Administration technologists past and present on Wednesday lauded the power of data and emphasized – despite recent stumbles – that government can get it right.
“This notion that there is something inherent in public service or government that intrinsically restricts it from being [innovative] I think is garbage,” said Peter Levin, founder and CEO of Amida Technology Solutions and former chief technology officer for the Veterans Affairs Department, during POLITICO’s Outside In launch event.
U.S. Deputy Chief Technology Officer Nick Sinai brushed aside recruitment obstacles, such as money and status, that can draw young engineers to Silicon Valley instead of Washington.
“People want to work on hard problems and have impact,” he said about government jobs, noting they can give the tech set a chance to work on “massive issues” and “advance the ball.”
Sinai highlighted Open Data, an initiative the Obama administration holds up as a sign of federal creativity.
Joel Gurin, a former Federal Communications Commission official and current senior adviser with the Governance Lab at NYU, said he found activity on the agency level “surprisingly positive.”
The crew had less appreciation for lawmakers, who Levin said were often “utterly illiterate in the decisions they are making” and condescending around policy issues in a way that “is really, really destructive.”
President Barack Obama turned transparency into a buzzword soon after he took office, launching an open government initiative aimed at making federal data more accessible. The effort has helped Americans monitor how the government spends its money and forced agencies to document their work.

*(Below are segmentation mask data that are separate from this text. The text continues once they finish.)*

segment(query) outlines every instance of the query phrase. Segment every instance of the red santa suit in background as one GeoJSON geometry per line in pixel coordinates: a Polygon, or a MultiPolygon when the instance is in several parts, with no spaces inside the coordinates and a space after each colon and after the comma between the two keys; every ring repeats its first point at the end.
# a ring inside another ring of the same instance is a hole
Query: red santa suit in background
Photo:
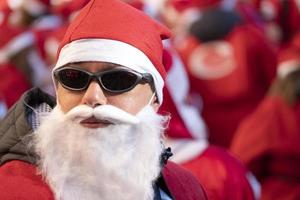
{"type": "MultiPolygon", "coordinates": [[[[208,33],[203,25],[199,27],[208,33]]],[[[239,122],[257,106],[276,74],[274,50],[252,25],[235,26],[225,37],[206,42],[186,38],[177,49],[191,95],[202,98],[209,141],[228,147],[239,122]]]]}
{"type": "Polygon", "coordinates": [[[226,150],[209,145],[199,111],[187,103],[190,85],[182,62],[169,44],[165,48],[168,75],[160,111],[171,115],[166,138],[174,153],[170,159],[190,170],[211,200],[254,199],[246,169],[226,150]]]}
{"type": "Polygon", "coordinates": [[[38,87],[53,96],[55,96],[55,90],[51,78],[51,70],[55,65],[59,42],[66,32],[67,25],[61,25],[55,30],[33,30],[36,46],[31,54],[31,64],[39,72],[38,87]]]}
{"type": "Polygon", "coordinates": [[[32,35],[23,29],[0,26],[0,96],[7,108],[30,87],[29,80],[10,59],[32,43],[32,35]]]}
{"type": "Polygon", "coordinates": [[[24,75],[12,64],[0,64],[0,96],[10,108],[30,88],[24,75]]]}
{"type": "Polygon", "coordinates": [[[294,47],[281,52],[279,79],[289,76],[294,87],[287,85],[290,88],[285,87],[280,94],[265,97],[241,123],[231,146],[232,152],[259,179],[262,200],[300,198],[299,58],[300,51],[294,47]],[[291,74],[293,71],[297,74],[291,74]],[[291,91],[298,95],[293,103],[282,94],[291,91]]]}

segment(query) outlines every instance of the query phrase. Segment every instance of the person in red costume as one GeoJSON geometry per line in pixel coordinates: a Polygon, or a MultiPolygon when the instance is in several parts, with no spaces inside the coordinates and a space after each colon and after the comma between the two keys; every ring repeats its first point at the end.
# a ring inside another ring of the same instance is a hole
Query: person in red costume
{"type": "Polygon", "coordinates": [[[166,131],[166,146],[172,148],[172,161],[191,171],[202,183],[211,200],[253,200],[259,188],[253,176],[223,148],[207,140],[205,123],[198,109],[188,102],[190,83],[174,48],[165,45],[167,70],[161,113],[171,119],[166,131]],[[255,193],[255,195],[254,195],[255,193]]]}
{"type": "Polygon", "coordinates": [[[300,48],[279,54],[278,77],[239,126],[231,151],[261,183],[261,200],[300,198],[300,48]]]}
{"type": "Polygon", "coordinates": [[[56,101],[32,89],[1,121],[0,199],[206,200],[162,145],[169,36],[124,2],[90,1],[60,43],[56,101]]]}
{"type": "Polygon", "coordinates": [[[300,2],[297,0],[252,0],[269,39],[285,46],[299,32],[300,2]]]}
{"type": "Polygon", "coordinates": [[[206,11],[177,48],[191,81],[191,96],[203,104],[209,141],[228,147],[239,122],[267,92],[276,56],[260,30],[231,11],[206,11]]]}
{"type": "Polygon", "coordinates": [[[0,96],[10,108],[30,88],[29,70],[24,61],[24,52],[33,44],[33,37],[23,29],[0,25],[0,96]],[[28,72],[26,74],[26,72],[28,72]]]}
{"type": "Polygon", "coordinates": [[[0,94],[10,108],[30,88],[25,76],[12,64],[0,64],[0,94]]]}
{"type": "Polygon", "coordinates": [[[5,22],[10,26],[28,28],[35,20],[49,14],[50,4],[50,0],[2,0],[0,10],[6,10],[5,22]]]}

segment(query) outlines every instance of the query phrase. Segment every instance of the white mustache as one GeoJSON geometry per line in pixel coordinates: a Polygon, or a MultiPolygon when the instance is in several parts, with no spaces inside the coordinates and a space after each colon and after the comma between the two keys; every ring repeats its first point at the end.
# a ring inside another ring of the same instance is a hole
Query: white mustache
{"type": "Polygon", "coordinates": [[[86,105],[76,106],[65,115],[67,120],[80,122],[84,119],[95,117],[99,120],[106,120],[113,124],[138,124],[139,118],[112,105],[102,105],[91,108],[86,105]]]}

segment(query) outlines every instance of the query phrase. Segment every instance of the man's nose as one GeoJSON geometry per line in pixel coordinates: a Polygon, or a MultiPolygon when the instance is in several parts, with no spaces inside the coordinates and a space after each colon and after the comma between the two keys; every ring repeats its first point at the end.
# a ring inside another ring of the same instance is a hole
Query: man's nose
{"type": "Polygon", "coordinates": [[[107,98],[97,81],[91,81],[82,97],[82,104],[95,108],[107,104],[107,98]]]}

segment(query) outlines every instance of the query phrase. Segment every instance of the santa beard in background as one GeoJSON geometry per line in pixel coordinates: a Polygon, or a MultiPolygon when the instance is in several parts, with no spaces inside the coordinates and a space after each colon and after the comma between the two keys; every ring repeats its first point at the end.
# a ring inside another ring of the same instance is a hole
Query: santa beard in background
{"type": "Polygon", "coordinates": [[[39,170],[55,199],[152,200],[165,118],[149,105],[136,116],[99,107],[104,111],[79,106],[64,114],[57,106],[34,133],[39,170]],[[118,123],[98,129],[80,125],[90,116],[118,123]],[[130,117],[136,121],[127,124],[130,117]]]}

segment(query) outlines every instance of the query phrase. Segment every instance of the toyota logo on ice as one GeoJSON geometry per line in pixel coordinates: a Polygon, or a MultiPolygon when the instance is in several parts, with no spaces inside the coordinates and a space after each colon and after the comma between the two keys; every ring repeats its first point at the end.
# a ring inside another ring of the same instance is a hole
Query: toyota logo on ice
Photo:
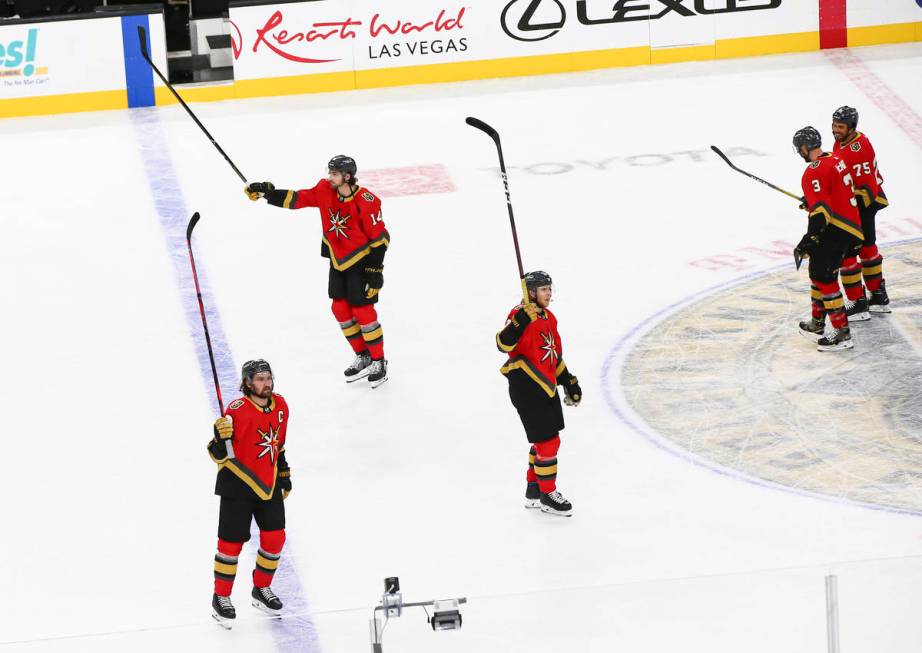
{"type": "MultiPolygon", "coordinates": [[[[576,0],[576,20],[587,27],[657,20],[670,13],[690,18],[737,11],[777,9],[783,0],[576,0]],[[654,4],[656,3],[656,4],[654,4]],[[604,8],[602,6],[604,5],[604,8]],[[662,11],[654,13],[657,8],[662,11]],[[592,15],[590,15],[592,14],[592,15]]],[[[922,2],[922,0],[918,0],[922,2]]],[[[567,10],[561,0],[510,0],[500,14],[500,25],[516,41],[543,41],[557,34],[567,22],[567,10]]]]}

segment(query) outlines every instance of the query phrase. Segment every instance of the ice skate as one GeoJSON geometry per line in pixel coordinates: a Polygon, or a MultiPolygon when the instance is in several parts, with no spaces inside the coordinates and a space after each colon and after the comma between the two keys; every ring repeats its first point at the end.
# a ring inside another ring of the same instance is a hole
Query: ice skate
{"type": "Polygon", "coordinates": [[[822,318],[811,317],[809,320],[804,320],[797,326],[797,331],[800,335],[813,342],[822,338],[825,330],[826,320],[822,318]]]}
{"type": "Polygon", "coordinates": [[[361,354],[356,354],[355,358],[352,359],[352,363],[343,374],[346,375],[346,383],[352,383],[358,381],[359,379],[364,379],[368,376],[368,372],[371,368],[371,354],[367,351],[363,351],[361,354]]]}
{"type": "Polygon", "coordinates": [[[868,300],[868,310],[871,313],[892,313],[890,310],[890,298],[887,296],[887,282],[881,281],[878,290],[871,291],[871,299],[868,300]]]}
{"type": "Polygon", "coordinates": [[[278,617],[282,612],[282,601],[275,595],[271,587],[254,587],[250,594],[253,597],[253,607],[266,614],[278,617]]]}
{"type": "Polygon", "coordinates": [[[230,630],[234,626],[234,619],[237,618],[237,611],[234,610],[234,604],[231,603],[229,596],[218,596],[215,594],[211,598],[211,616],[218,622],[222,628],[230,630]]]}
{"type": "Polygon", "coordinates": [[[371,366],[368,368],[368,382],[371,384],[372,388],[377,388],[379,385],[387,381],[387,359],[382,358],[381,360],[371,361],[371,366]]]}
{"type": "Polygon", "coordinates": [[[847,326],[841,329],[833,329],[829,332],[829,335],[823,336],[816,341],[817,351],[837,351],[839,349],[851,349],[854,346],[851,331],[847,326]]]}
{"type": "Polygon", "coordinates": [[[569,517],[573,514],[573,506],[563,498],[563,495],[554,490],[548,494],[541,494],[541,512],[560,517],[569,517]]]}
{"type": "Polygon", "coordinates": [[[541,507],[541,490],[537,483],[529,483],[525,488],[525,507],[528,509],[541,507]]]}
{"type": "Polygon", "coordinates": [[[868,312],[868,299],[864,295],[856,299],[855,301],[845,300],[845,315],[848,316],[848,321],[851,322],[864,322],[865,320],[871,319],[871,314],[868,312]]]}

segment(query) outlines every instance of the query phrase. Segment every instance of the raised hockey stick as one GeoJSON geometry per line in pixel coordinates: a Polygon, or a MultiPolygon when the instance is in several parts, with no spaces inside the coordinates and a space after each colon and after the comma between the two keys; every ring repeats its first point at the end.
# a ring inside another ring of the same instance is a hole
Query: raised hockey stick
{"type": "Polygon", "coordinates": [[[192,279],[195,281],[195,294],[198,297],[198,310],[202,316],[202,327],[205,329],[205,344],[208,345],[208,360],[211,361],[211,376],[214,379],[214,391],[218,398],[218,410],[224,416],[224,399],[221,397],[221,384],[218,382],[218,368],[214,362],[214,350],[211,348],[211,335],[208,333],[208,320],[205,319],[205,303],[202,301],[202,289],[198,285],[198,273],[195,271],[195,257],[192,255],[192,230],[198,224],[198,211],[189,220],[186,227],[186,245],[189,247],[189,263],[192,264],[192,279]]]}
{"type": "Polygon", "coordinates": [[[775,186],[775,184],[772,184],[772,183],[770,183],[770,182],[765,181],[765,180],[762,179],[761,177],[756,177],[754,174],[752,174],[752,173],[750,173],[750,172],[746,172],[746,171],[743,170],[742,168],[737,168],[735,165],[733,165],[733,163],[730,161],[730,159],[727,158],[727,155],[724,154],[723,152],[721,152],[721,151],[720,151],[720,148],[718,148],[716,145],[711,145],[711,149],[714,150],[714,154],[716,154],[716,155],[719,156],[721,159],[723,159],[724,161],[726,161],[727,165],[730,166],[731,168],[733,168],[734,170],[736,170],[738,173],[740,173],[740,174],[742,174],[742,175],[746,175],[746,176],[749,177],[750,179],[755,179],[756,181],[765,184],[765,185],[768,186],[769,188],[771,188],[771,189],[773,189],[773,190],[776,190],[776,191],[778,191],[779,193],[784,193],[784,194],[787,195],[788,197],[792,197],[792,198],[794,198],[795,200],[797,200],[798,202],[803,202],[803,201],[804,201],[804,198],[801,197],[800,195],[795,195],[794,193],[791,193],[791,192],[789,192],[789,191],[786,191],[786,190],[784,190],[783,188],[780,188],[779,186],[775,186]]]}
{"type": "Polygon", "coordinates": [[[467,118],[465,121],[471,127],[479,129],[493,139],[496,143],[496,153],[499,154],[499,170],[503,177],[503,187],[506,189],[506,206],[509,209],[509,225],[512,227],[512,244],[515,245],[515,260],[519,264],[519,281],[522,283],[522,299],[528,303],[528,289],[525,287],[525,270],[522,267],[522,252],[519,250],[519,236],[515,230],[515,216],[512,214],[512,198],[509,195],[509,177],[506,175],[506,161],[503,159],[503,146],[499,142],[499,132],[490,127],[483,120],[467,118]]]}
{"type": "Polygon", "coordinates": [[[138,25],[138,40],[140,41],[141,56],[144,57],[144,61],[146,61],[150,67],[153,68],[154,72],[157,73],[157,77],[159,77],[160,80],[166,84],[166,87],[170,89],[170,93],[172,93],[173,96],[179,100],[182,108],[185,109],[186,112],[192,117],[192,120],[195,121],[195,124],[199,126],[199,129],[201,129],[205,133],[205,136],[208,137],[208,140],[211,141],[211,144],[217,148],[218,152],[221,153],[221,156],[224,157],[224,160],[227,161],[230,164],[230,167],[234,169],[234,172],[236,172],[237,176],[240,177],[240,181],[246,184],[247,178],[243,175],[242,172],[240,172],[240,169],[234,165],[234,162],[231,161],[229,156],[227,156],[227,153],[221,149],[221,146],[218,145],[218,142],[214,139],[214,136],[212,136],[208,130],[205,129],[205,125],[202,124],[202,121],[199,120],[194,113],[192,113],[192,109],[189,108],[189,105],[186,104],[181,97],[179,97],[179,93],[176,92],[176,89],[173,88],[173,85],[170,84],[167,78],[163,76],[163,73],[160,72],[160,70],[157,68],[157,65],[151,61],[150,54],[147,52],[147,31],[141,25],[138,25]]]}

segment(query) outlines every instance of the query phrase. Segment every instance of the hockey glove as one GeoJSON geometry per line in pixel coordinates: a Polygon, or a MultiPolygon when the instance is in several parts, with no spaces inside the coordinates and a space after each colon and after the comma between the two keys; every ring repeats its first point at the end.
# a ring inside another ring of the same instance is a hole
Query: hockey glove
{"type": "Polygon", "coordinates": [[[214,436],[221,440],[234,437],[234,418],[230,415],[219,417],[214,421],[214,436]]]}
{"type": "Polygon", "coordinates": [[[369,265],[365,268],[363,276],[365,278],[365,297],[372,299],[384,287],[384,266],[369,265]]]}
{"type": "Polygon", "coordinates": [[[533,302],[523,304],[522,308],[512,316],[512,323],[516,326],[526,327],[538,319],[538,305],[533,302]]]}
{"type": "Polygon", "coordinates": [[[279,487],[282,489],[282,499],[287,499],[291,494],[291,471],[285,469],[279,472],[279,487]]]}
{"type": "Polygon", "coordinates": [[[819,247],[819,244],[819,238],[817,238],[815,234],[804,234],[804,237],[797,243],[797,247],[794,248],[794,251],[800,252],[802,258],[810,258],[816,251],[816,248],[819,247]]]}
{"type": "Polygon", "coordinates": [[[579,406],[579,402],[583,400],[583,391],[579,387],[579,381],[575,376],[570,376],[570,379],[564,383],[563,391],[566,395],[563,398],[563,403],[567,406],[579,406]]]}
{"type": "Polygon", "coordinates": [[[271,193],[274,190],[275,184],[273,184],[271,181],[255,181],[244,188],[243,192],[247,194],[247,197],[255,202],[266,193],[271,193]]]}

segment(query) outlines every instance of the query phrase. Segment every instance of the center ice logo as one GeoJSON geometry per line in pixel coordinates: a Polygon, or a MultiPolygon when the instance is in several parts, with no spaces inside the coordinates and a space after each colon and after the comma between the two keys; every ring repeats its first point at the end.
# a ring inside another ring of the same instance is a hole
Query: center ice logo
{"type": "Polygon", "coordinates": [[[25,40],[0,42],[0,77],[32,77],[48,72],[36,68],[35,53],[38,46],[38,28],[32,28],[25,40]]]}

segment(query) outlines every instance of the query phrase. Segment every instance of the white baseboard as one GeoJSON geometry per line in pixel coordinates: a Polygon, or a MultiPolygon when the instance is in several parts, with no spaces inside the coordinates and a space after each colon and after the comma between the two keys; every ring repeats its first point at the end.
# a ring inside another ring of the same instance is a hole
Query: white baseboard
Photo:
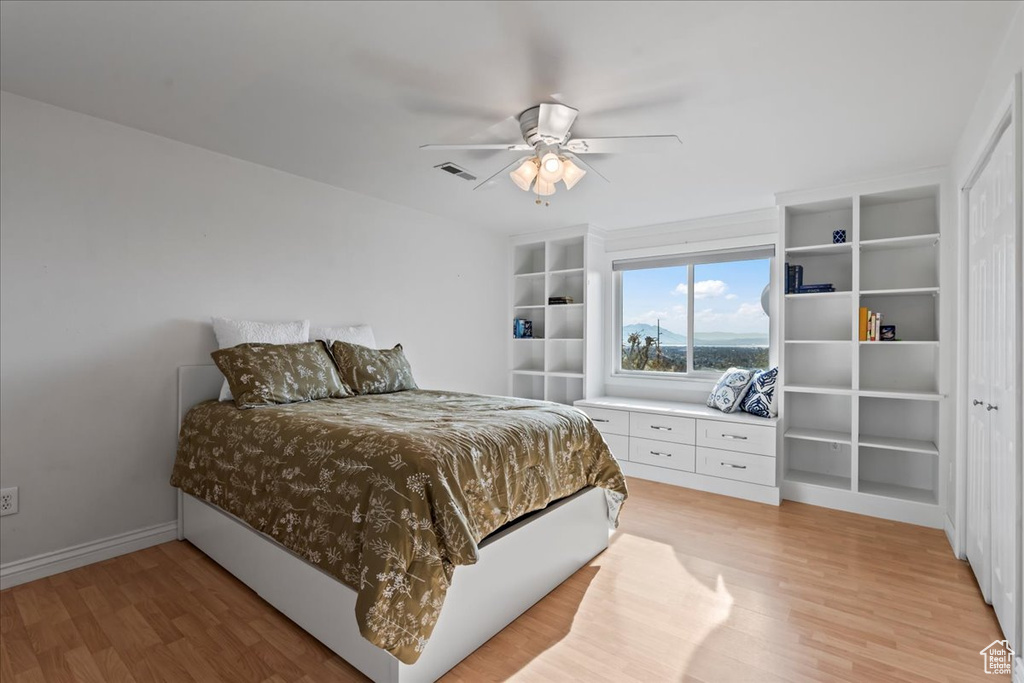
{"type": "Polygon", "coordinates": [[[98,541],[82,543],[63,550],[54,550],[24,560],[0,564],[0,590],[36,579],[78,569],[87,564],[109,560],[150,546],[173,541],[178,537],[178,523],[166,522],[129,531],[98,541]]]}
{"type": "Polygon", "coordinates": [[[1013,660],[1013,683],[1024,683],[1024,656],[1013,660]]]}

The administration was coined the iPod government. It created chief technologist and information officer positions and — as the panel recalled — decked walls with photos of Obama on his smartphone. The president issued an executive order in May that further sought to make government resources available and machine-readable.
But some administration efforts, like an online scorecard for federal IT projects, have had questionable success. The dashboard reported, for much of the time, adequate progress on HealthCare.gov. The website meltdown further revealed cracks in the government’s massive IT system.
And the National Security Agency revelations about government surveillance have spurred questions about the administration’s calls for transparency.